You write that you are angrier about sexism than racism. Why?

It’s not a suggestion somehow that sexism is worse than racism, because I don’t think so. But I have often felt lonely in my anger about sexism. I felt lonely because the people I love, the people I spend time with, are mostly — and these are people who are not just black, so people from different parts of the world, different races — people who get anti-black racism. People who just never ask me to prove that anti-black racism exists. But when it comes to sexism, I find that kind, intelligent, loving people often want me to prove that gender injustice exists.

You had a showdown with a Donald Trump supporter on BBC Newsnight over race in the election. How should people engage with those who don’t share their views?

I’m interested in people who don’t share my political opinions, because I want to understand their thinking, and also obviously because I want to change their opinions, I want to convince. So even before Donald Trump I subscribed to right-wing publications. And I don’t consider myself right-wing, I consider myself left-leaning. I also don’t really consider myself ultra-left. It’s hard to be raised in an Igbo household and be extremely left in the Western sense. But anyway, if I had been told that I would be having a conversation with a Trump supporter, I would not have come. But, if I had been told that a conservative Republican was coming on to debate, I probably would have gone, because I’m quite willing to debate competing ideas about how the government should function — should we have a welfare state? Should education be for profit? But I’m just unwilling to debate the humanity of groups of people. And that for me is what Donald Trump represents.

You write, “In teaching [girls] about oppression, be careful not to turn the oppressed into saints.” What do you mean by that?

I think sometimes in discourse around people who have been oppressed, there’s a need to put this halo around their heads and make them seem perfect, because then they’re more deserving of our sympathy or empathy.
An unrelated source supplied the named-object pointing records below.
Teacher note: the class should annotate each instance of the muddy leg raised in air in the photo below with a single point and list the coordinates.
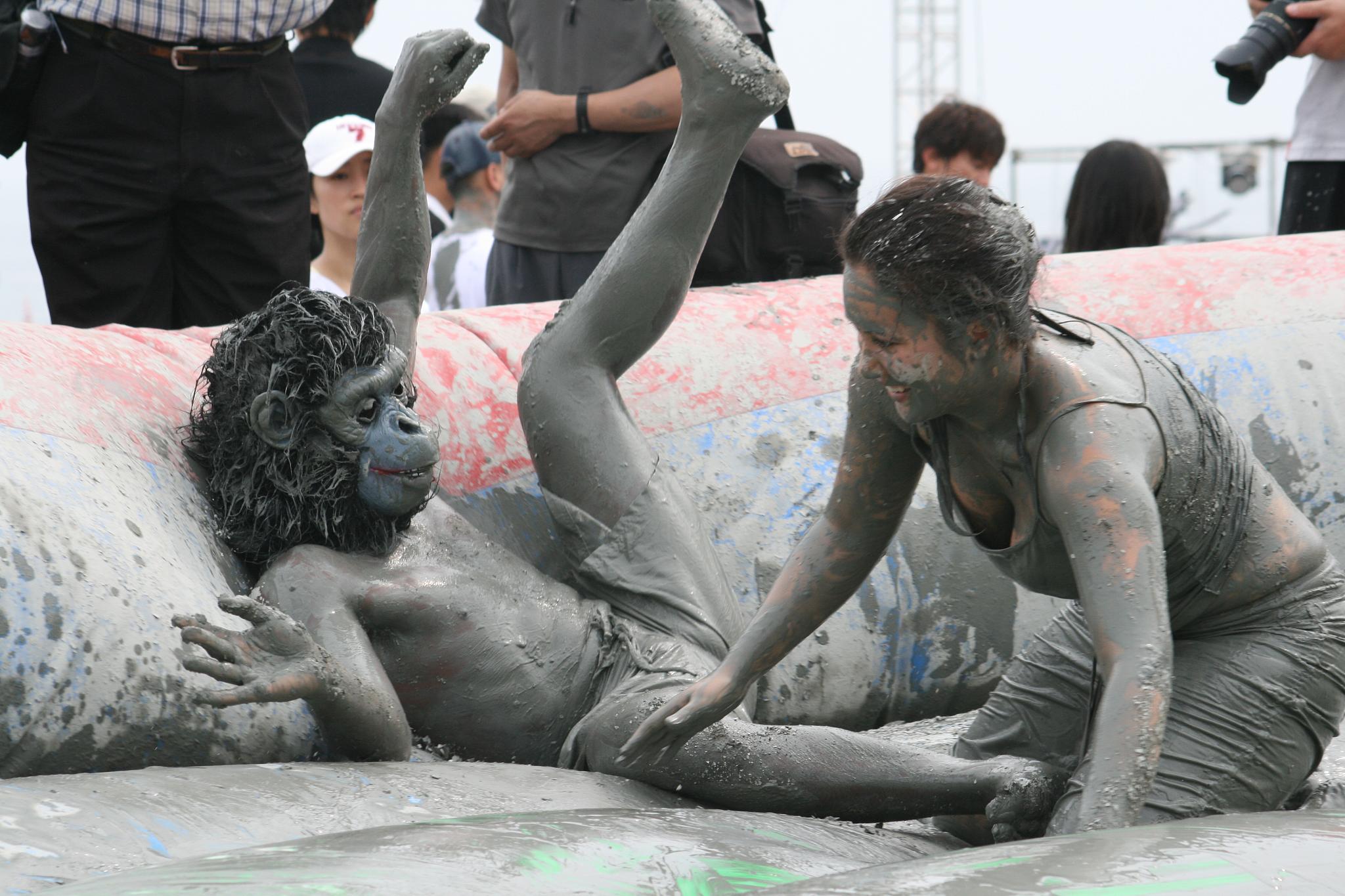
(584, 444)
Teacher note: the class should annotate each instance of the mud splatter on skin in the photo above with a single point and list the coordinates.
(22, 565)
(51, 616)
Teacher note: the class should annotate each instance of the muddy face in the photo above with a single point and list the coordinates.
(369, 410)
(926, 372)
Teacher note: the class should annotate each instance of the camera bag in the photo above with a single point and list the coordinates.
(787, 202)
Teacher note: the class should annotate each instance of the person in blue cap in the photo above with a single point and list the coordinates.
(458, 257)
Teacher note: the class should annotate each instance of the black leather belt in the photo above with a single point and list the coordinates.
(181, 55)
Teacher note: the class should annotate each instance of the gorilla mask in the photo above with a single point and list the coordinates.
(305, 429)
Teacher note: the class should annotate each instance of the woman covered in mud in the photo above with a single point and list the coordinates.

I think it happens a lot with black people in this country. So if a black person has experienced racism, God save that black person if that black person has also done something not-so-great in their past, because somehow it then becomes a reason why they deserve the racist act. Perfection shouldn’t be a condition for justice, or even for empathy and sympathy.

How did it feel to have your book We Should All Be Feminists given to every 16-year-old in Sweden?
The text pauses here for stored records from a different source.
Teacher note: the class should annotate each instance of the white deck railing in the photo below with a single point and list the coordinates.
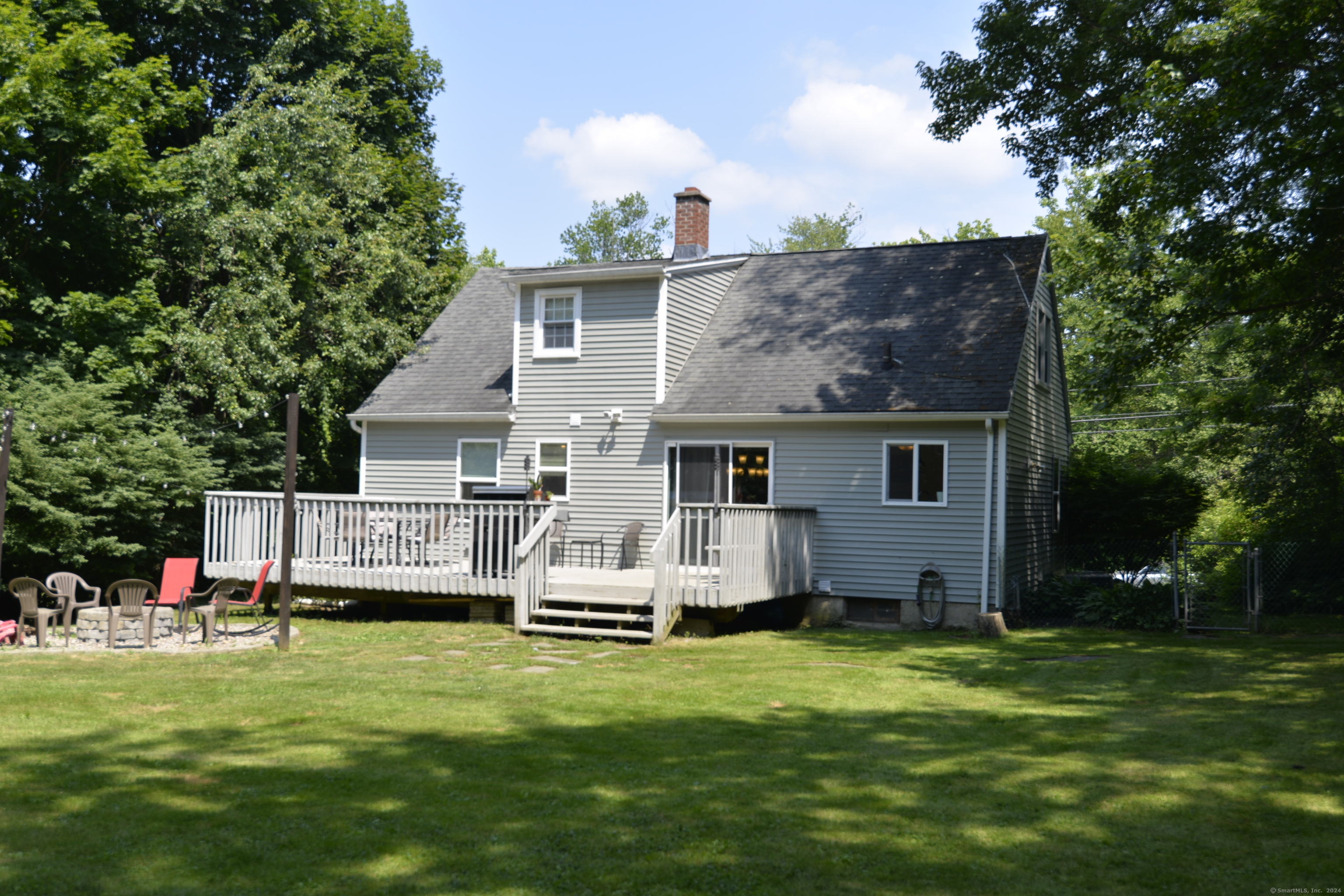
(384, 545)
(534, 562)
(742, 554)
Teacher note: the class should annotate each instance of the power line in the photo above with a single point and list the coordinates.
(1225, 379)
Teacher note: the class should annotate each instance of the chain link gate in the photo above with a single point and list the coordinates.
(1217, 586)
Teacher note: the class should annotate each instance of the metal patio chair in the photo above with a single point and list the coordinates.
(630, 545)
(66, 585)
(30, 592)
(131, 595)
(217, 606)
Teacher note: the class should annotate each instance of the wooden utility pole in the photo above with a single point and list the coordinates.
(4, 469)
(287, 538)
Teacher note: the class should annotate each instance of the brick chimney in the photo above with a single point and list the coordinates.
(693, 226)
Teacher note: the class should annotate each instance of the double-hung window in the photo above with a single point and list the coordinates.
(916, 472)
(478, 464)
(553, 468)
(558, 324)
(1045, 343)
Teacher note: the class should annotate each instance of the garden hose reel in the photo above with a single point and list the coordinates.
(931, 588)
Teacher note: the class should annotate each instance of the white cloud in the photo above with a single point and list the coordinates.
(735, 185)
(607, 158)
(879, 131)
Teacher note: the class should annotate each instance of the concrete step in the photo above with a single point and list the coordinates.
(591, 614)
(596, 633)
(611, 602)
(601, 584)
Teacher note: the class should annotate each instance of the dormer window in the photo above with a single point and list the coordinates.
(560, 315)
I felt bad for the poor kids! No, I was pleasantly surprised. I got a report recently with feedback after the kids had read it, and I was really pleased at some of the letters — boys who said, ‘Now I know that a feminist isn’t somebody who hates men, and now I’m going to call myself a feminist and I’m going to try to change my society.’

Is it overall a good thing or a bad thing for feminism to have pop culture prominence?
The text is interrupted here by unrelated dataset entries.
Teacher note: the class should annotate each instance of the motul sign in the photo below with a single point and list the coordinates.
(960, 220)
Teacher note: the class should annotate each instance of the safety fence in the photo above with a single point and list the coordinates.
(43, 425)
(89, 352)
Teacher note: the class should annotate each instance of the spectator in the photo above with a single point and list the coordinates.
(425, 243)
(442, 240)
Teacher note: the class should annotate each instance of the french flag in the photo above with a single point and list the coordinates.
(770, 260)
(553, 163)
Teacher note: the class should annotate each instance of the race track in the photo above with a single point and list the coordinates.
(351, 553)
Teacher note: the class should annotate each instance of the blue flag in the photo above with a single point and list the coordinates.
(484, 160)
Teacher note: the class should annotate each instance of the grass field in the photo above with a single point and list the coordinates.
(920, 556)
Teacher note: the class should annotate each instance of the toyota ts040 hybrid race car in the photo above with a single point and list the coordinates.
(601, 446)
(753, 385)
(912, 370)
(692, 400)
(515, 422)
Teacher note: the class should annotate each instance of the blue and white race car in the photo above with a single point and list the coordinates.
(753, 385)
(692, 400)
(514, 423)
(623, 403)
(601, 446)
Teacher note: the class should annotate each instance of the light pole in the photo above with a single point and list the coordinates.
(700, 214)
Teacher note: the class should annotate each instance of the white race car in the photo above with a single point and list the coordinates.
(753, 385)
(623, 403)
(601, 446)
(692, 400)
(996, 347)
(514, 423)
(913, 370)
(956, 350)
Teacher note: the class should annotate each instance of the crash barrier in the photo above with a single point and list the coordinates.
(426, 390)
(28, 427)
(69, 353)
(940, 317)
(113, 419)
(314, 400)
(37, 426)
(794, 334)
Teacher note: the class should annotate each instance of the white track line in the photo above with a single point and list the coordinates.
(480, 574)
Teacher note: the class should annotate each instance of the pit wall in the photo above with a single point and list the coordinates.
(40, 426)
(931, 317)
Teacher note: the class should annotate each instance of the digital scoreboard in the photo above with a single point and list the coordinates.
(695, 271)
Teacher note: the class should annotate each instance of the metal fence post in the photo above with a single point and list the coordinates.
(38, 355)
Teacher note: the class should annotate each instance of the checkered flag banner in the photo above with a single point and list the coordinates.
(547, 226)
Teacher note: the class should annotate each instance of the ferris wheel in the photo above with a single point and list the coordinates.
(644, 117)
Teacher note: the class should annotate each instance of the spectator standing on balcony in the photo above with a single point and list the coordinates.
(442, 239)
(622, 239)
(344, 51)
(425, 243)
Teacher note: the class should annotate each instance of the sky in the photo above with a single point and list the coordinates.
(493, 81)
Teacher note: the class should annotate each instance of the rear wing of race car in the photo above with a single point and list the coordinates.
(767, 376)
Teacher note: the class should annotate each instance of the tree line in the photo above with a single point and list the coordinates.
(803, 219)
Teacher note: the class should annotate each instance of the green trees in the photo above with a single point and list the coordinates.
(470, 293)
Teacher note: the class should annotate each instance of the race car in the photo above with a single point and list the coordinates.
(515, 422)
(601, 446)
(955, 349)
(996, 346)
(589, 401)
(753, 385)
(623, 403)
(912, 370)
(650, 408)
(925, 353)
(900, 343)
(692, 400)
I think it’s a good thing. I want a world in which we no longer need feminism, because men and women will be equal. And if we’re going to get that world, we need to have as many people as possible on board.

What turns do you think literature will take in the next four years?

What I would like to see is more politically present writing, if that makes sense. I remember thinking, for example, that the U.S. was at war in Iraq and Afghanistan for quite a while, and it just felt to me odd that a lot of the literature didn’t reflect that. There’s a sense in which literature in the U.S. has always sort of prided itself on being quite apart form political realities.

You famously grew up in a house where Chinua Achebe once lived. What are the odds that some future great novelist is growing up there now?

Who knows? I know there’s a family there, although I was heartbroken that they cut down the beautiful frangipani trees. Chinua Achebe’s spirit is, I’m sure, still hovering around.

A version of this article appeared in the Mar. 13, 2017 issue of TIME Magazine.